Tassiamo il maiale, le banane e i bellocci

Articolo pubblicato il 15 maggio 2012
Articolo pubblicato il 15 maggio 2012
Ah! François Hollande presidente. La solidarietà, l’amicizia, il vivere insieme trionferanno con le cure di austerità. Tu dici… Per risolvere la crisi, secondo un economista giapponese, bisogna far sganciare soldi ai bellocci. E se non altro per questo, ci sembra opportuna una piccola panoramica dei campioni della bellezza mascolina in Europa.

Ci voleva proprio che qualcuno dicesse, in tempi di austerità economica, qualcosa di allegro. È cosa fatta dopo che l’economista giapponese, Takuro Morinaga, ha proposto di aumentare le imposte ai bei ragazzi e di diminuirle ai brutti. In breve, Morinaga si lamenta dell’onnipotenza dei celibatari dai fisici vantaggiosi del Giappone che, oltre ad essere ricchi, si fanno tutte le pupe del paese. Il fenomeno è diventato talmente importante che ne è venuto fuori un termine: gli «ikemen» - contrazione di «iketaru» («attraente» in giapponese) e di «men», uomini. Ossia i bellocci, gli uomini moderni verso i quali si lanciano le giovani ragazze in fiore.
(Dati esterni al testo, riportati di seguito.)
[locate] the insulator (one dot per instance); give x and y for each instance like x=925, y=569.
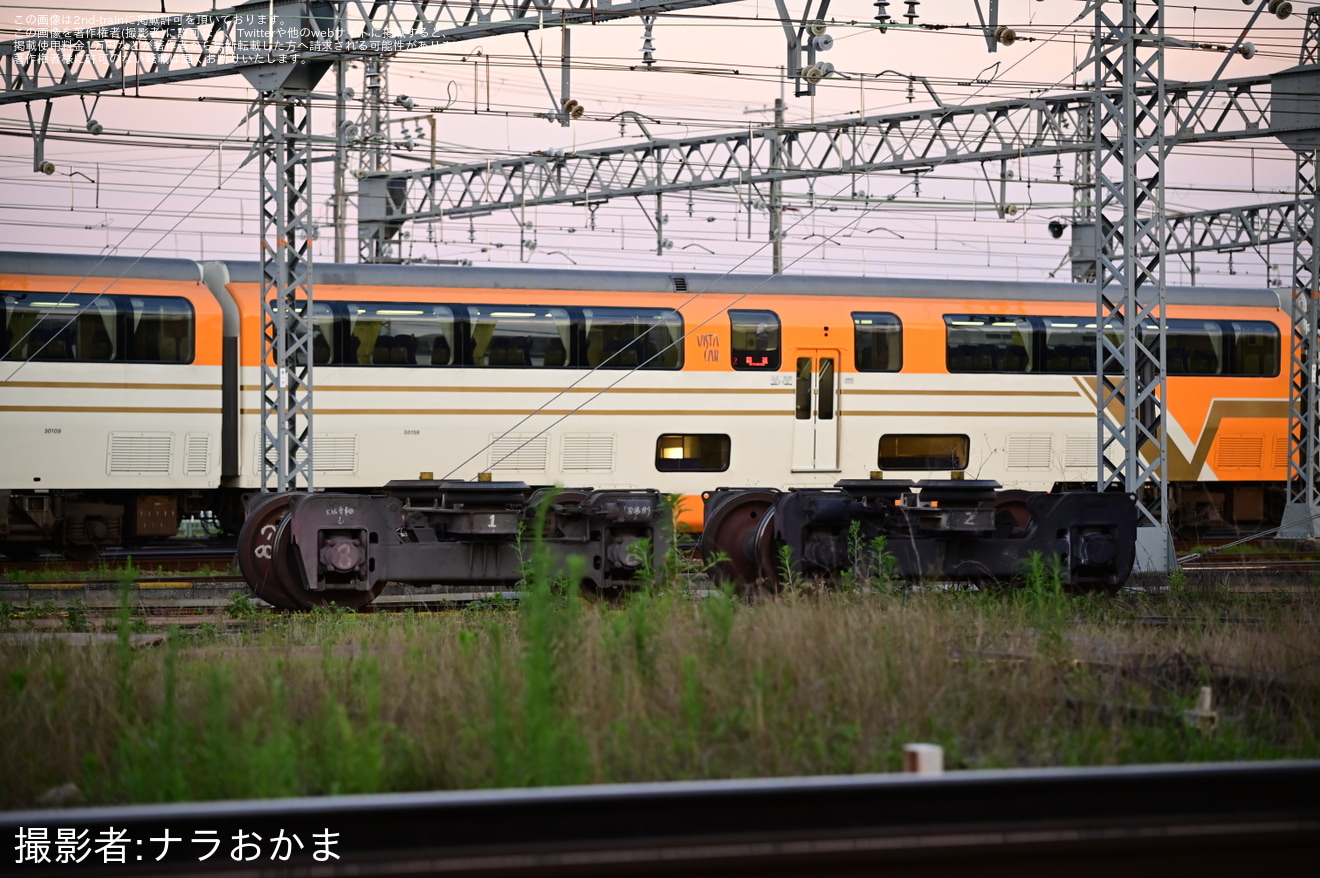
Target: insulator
x=882, y=13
Non faremo commenti sulle teorie dell’economista – l’avrete capito, in 3 giorni ha fatto il passaparola su Twitter ma non rivoluzionerà certo il piano che Mario Draghi ha elaborato per la zona euro. Una domanda sorge spontanea. Qual è l’equivalente del «belloccio» (dell’«ikemen» quindi) a casa dei vicini europei? Cominciamo con i tedeschi, le cui metafore stilistiche sono molto lontane dal fare appello ai canoni di bellezza tradizionali. A voi sta cogliere l’ambiguità: si direbbe «geile Sau» (letteralmente, «un maialino attraente») o «heißer Feger» («una scopa calda») o ancora «Sahneschnitte» («una fetta alla crema»). Insomma…
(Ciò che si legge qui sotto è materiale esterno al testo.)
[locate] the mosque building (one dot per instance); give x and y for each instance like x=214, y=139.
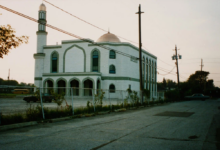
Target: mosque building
x=81, y=64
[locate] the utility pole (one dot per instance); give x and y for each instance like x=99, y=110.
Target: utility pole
x=8, y=79
x=176, y=57
x=201, y=64
x=140, y=52
x=201, y=74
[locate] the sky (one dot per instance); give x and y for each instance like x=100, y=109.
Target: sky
x=192, y=25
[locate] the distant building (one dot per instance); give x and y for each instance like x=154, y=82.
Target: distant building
x=76, y=63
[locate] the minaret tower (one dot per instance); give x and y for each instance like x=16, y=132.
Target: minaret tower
x=41, y=41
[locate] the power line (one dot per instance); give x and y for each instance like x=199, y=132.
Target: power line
x=65, y=32
x=86, y=21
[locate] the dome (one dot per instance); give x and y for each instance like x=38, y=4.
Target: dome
x=108, y=37
x=42, y=7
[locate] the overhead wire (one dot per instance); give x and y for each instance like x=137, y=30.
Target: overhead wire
x=65, y=32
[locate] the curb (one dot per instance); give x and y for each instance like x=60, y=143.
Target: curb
x=120, y=110
x=103, y=113
x=18, y=125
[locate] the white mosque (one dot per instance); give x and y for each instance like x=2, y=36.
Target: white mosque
x=80, y=64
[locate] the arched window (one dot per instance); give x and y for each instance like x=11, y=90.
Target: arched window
x=112, y=88
x=95, y=61
x=112, y=54
x=54, y=63
x=112, y=69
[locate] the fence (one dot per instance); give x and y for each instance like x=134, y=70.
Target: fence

E non è finita. Anche in Polonia ci si infischia delle immagini ben pensanti relative alla bellezza. Si preferisce il comico. Quando una ragazza può fare moine dicendo «ciacha» («biscotto»), delle altre possono chiamare senza dubbio il loro principe «banany» («banana»). Effettivamente… ci si può interrogare sulle intenzioni femminili polacche, ma l’espressione ha una storia. La banana è sempre stata un prodotto accessibile in Polonia e permetteva quindi di non essere invischiati in oscuri traffici per ottenerla. Di conseguenza con il tempo, la banana è venuta a simboleggiare l’onestà, la rettitudine, l’uomo che se la cava sempre. Insomma, ecco qui grossomodo l’equivalente di «che bocconcino!» in polacco.

Comunque sia, se gli spagnoli e gli italiani sono un po’ più avari riguardo la questione dell’attenzione all’immaginazione dei loro bei ragazzi («tios buenos» e «figo»), questa è la prova che il nostro economista giapponese non si era poi sbagliato di grosso. Perché, se ci mettiamo a tassare il maiale e le banane, ne potrà uscire fuori un bel gruzzoletto, no?